Large Scale Computational Sciences and Engineering
Parallel and distributed scientific application developments and resource managements in these environments are a new and complex undertaking. In scientific computation, the validity of calculations, the numerical stability, the choices of methods and software are depending of properties of each peer and its software and hardware environments; which are known only at run time and are nondeterministic. The research to obtain acceptable frameworks, methodologies, languages and tools to allow end-users to solve accurately their applications in this context is capital for the future of this programming paradigm.
GRID scientific and engineering computing exists already since a decade. Since the last few years, the scale of the problem sizes and the global complexity of the applications increase rapidly  . The scientific simulation approach is now general in many scientific domains, in addition to theoretical and experimental aspects, often link to more classic methods. Several applications would be computed on world-spread networks of heterogeneous computers using some web-based Application Server Provider (ASP) dedicated to targeted scientific domains. New very strategic domains, such as Nanotechnologies, are in the forefront of these applications. The development in this very important domain and the leadership in many scientific domains will depend in a close future to the ability to experiment very large scale simulation on adequate systems  ,  . The P2P scientific programming is a potential solution, which is based on existing computers and networks. The present scientific applications on such systems are only concerning problems which are mainly data independents: i.e. each peer does not communicate with the others. To come at his age, P2P programming has to be able to develop parallel programming with more sophisticate dependencies between peers. It is the goal of our researches.

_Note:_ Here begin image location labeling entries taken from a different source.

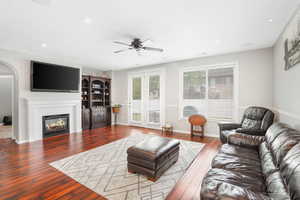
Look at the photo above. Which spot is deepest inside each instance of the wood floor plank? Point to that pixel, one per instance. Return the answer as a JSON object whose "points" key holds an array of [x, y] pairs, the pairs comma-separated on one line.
{"points": [[25, 172]]}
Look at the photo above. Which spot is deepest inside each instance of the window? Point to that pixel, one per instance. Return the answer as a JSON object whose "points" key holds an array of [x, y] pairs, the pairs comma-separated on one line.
{"points": [[208, 91]]}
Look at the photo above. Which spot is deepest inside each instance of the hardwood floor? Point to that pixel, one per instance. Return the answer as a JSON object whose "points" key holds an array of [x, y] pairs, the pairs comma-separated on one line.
{"points": [[26, 174]]}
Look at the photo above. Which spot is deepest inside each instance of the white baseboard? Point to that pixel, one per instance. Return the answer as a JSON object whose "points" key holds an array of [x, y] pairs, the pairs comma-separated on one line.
{"points": [[21, 141], [286, 113]]}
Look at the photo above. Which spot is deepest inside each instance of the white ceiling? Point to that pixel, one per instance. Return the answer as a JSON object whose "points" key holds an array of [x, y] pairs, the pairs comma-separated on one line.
{"points": [[184, 28]]}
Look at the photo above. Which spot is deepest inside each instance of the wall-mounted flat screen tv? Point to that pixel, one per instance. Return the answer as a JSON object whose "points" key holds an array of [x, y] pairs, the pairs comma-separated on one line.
{"points": [[54, 78]]}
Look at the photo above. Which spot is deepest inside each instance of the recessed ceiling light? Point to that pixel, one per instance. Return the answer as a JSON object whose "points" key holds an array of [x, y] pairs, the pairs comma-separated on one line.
{"points": [[87, 20], [43, 2]]}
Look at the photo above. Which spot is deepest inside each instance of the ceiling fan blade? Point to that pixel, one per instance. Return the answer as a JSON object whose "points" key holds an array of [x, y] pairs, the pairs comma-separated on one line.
{"points": [[153, 49], [122, 43], [122, 50], [146, 40]]}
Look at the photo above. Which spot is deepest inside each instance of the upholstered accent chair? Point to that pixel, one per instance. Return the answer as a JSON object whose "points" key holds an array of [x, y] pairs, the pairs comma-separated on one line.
{"points": [[255, 122]]}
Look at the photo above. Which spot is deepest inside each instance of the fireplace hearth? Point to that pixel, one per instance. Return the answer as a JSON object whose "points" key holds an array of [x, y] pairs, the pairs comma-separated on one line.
{"points": [[55, 125]]}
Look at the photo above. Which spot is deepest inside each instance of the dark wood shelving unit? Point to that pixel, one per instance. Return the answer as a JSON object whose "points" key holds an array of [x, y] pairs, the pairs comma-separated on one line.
{"points": [[96, 102]]}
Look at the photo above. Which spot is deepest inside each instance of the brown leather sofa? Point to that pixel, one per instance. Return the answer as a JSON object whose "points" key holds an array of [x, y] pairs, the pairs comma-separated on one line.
{"points": [[270, 169], [256, 121]]}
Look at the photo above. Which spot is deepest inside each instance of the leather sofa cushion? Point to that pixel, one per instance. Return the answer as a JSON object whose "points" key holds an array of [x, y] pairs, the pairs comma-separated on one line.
{"points": [[251, 124], [248, 166], [238, 151], [290, 171], [223, 184], [276, 187], [267, 163], [283, 143], [245, 140]]}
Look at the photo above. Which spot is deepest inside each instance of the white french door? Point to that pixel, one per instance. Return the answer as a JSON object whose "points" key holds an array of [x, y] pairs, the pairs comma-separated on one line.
{"points": [[146, 98]]}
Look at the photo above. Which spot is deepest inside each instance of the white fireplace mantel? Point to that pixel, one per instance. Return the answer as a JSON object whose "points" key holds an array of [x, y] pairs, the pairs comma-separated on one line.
{"points": [[39, 108]]}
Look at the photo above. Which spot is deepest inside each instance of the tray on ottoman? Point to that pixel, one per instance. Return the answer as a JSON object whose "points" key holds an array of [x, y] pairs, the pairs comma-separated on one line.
{"points": [[153, 156]]}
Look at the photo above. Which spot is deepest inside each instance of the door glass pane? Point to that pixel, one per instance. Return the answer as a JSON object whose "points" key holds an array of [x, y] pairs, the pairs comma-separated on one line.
{"points": [[137, 99], [154, 99], [220, 93], [220, 83], [194, 85]]}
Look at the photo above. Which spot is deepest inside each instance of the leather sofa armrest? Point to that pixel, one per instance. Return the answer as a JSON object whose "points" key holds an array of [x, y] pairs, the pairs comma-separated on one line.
{"points": [[228, 126], [254, 132], [245, 140]]}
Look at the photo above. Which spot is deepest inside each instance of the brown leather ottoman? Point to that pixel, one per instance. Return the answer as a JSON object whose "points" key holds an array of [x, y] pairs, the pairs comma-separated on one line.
{"points": [[152, 157]]}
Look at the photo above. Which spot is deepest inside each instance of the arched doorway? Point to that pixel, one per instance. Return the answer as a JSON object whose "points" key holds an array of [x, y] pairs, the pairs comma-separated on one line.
{"points": [[9, 73]]}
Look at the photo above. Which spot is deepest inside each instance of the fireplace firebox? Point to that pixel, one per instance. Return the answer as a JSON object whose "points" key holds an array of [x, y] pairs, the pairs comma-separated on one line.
{"points": [[55, 125]]}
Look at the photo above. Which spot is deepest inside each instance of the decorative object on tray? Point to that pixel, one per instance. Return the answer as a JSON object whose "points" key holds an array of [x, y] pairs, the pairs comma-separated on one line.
{"points": [[116, 110], [197, 124], [167, 128], [292, 44]]}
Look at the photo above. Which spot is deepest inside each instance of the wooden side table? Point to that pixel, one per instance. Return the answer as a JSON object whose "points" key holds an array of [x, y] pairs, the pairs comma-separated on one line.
{"points": [[197, 124], [167, 129]]}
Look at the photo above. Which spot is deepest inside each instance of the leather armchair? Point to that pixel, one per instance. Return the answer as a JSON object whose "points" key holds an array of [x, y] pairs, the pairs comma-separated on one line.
{"points": [[255, 122]]}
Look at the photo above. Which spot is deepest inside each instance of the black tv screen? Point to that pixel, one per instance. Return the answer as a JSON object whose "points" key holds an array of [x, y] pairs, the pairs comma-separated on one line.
{"points": [[54, 78]]}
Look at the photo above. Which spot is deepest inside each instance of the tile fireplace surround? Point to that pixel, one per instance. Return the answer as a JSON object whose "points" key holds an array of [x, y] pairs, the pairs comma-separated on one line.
{"points": [[36, 109]]}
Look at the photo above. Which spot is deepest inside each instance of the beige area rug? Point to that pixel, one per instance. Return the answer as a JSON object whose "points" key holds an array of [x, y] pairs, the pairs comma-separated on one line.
{"points": [[5, 132], [104, 170]]}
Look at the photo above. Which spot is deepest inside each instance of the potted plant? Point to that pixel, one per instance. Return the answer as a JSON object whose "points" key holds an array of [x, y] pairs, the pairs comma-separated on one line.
{"points": [[116, 108]]}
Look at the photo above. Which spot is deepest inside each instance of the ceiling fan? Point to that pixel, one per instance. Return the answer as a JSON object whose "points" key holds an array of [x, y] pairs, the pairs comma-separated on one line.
{"points": [[137, 45]]}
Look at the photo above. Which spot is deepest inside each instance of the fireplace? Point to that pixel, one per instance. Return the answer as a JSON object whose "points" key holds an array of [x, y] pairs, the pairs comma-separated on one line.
{"points": [[55, 125]]}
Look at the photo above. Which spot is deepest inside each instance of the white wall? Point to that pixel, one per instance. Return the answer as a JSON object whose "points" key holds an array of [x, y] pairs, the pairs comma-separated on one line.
{"points": [[255, 84], [286, 83], [6, 84]]}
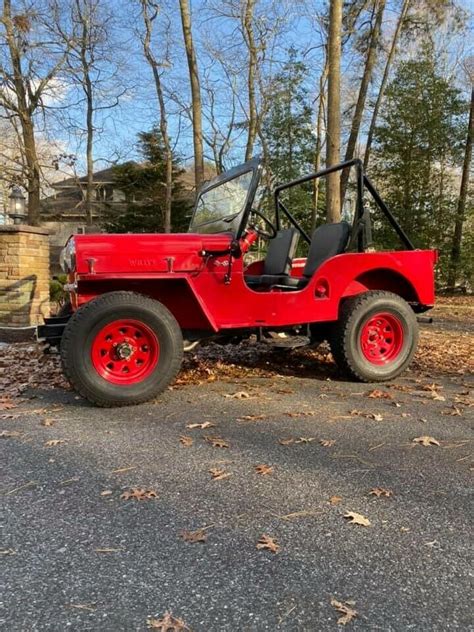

Experimentations and Evaluations
We have, first, to experiment on large P2P platforms to be able to obtain a realistic evaluation of the performance we can expect. We can also set some hypothesis on peers, networks, and scheduling to be able to have theoretical evaluations of the potential performance. We follow these two tracks. We choose a classical linear algebra method well-adapted to large granularity parallelism and asynchronous scheduling: the block Gauss-Jordan method to invert dense very large matrices. We also choose the calculation of one matrix polynomial, which generate computation schemes similar to many linear algebra iterative methods, well-adapted for very large sparse matrices. Thus, we were able to theoretically evaluate the potential throughput with respect to several parameters such as the matrix size and the multicast network speed. Since these evaluations, we begin to experiment the same parallel methods on a few dozen peer XtremWeb P2P Platform. We plan to continue these experimentations on larger platforms to compare these results to the theoretical ones. Then, we would be able to extrapolate and obtain potential performance for some scientific applications. Experimentations and evaluation for several linear algebra methods for large matrices on P2P systems will always be developed all along the Grand Large project, to be able to confront the different results to the reality of the existing platforms. As a challenge, we would like to efficiently invert a dense matrix of size one million using a several thousand peer platform.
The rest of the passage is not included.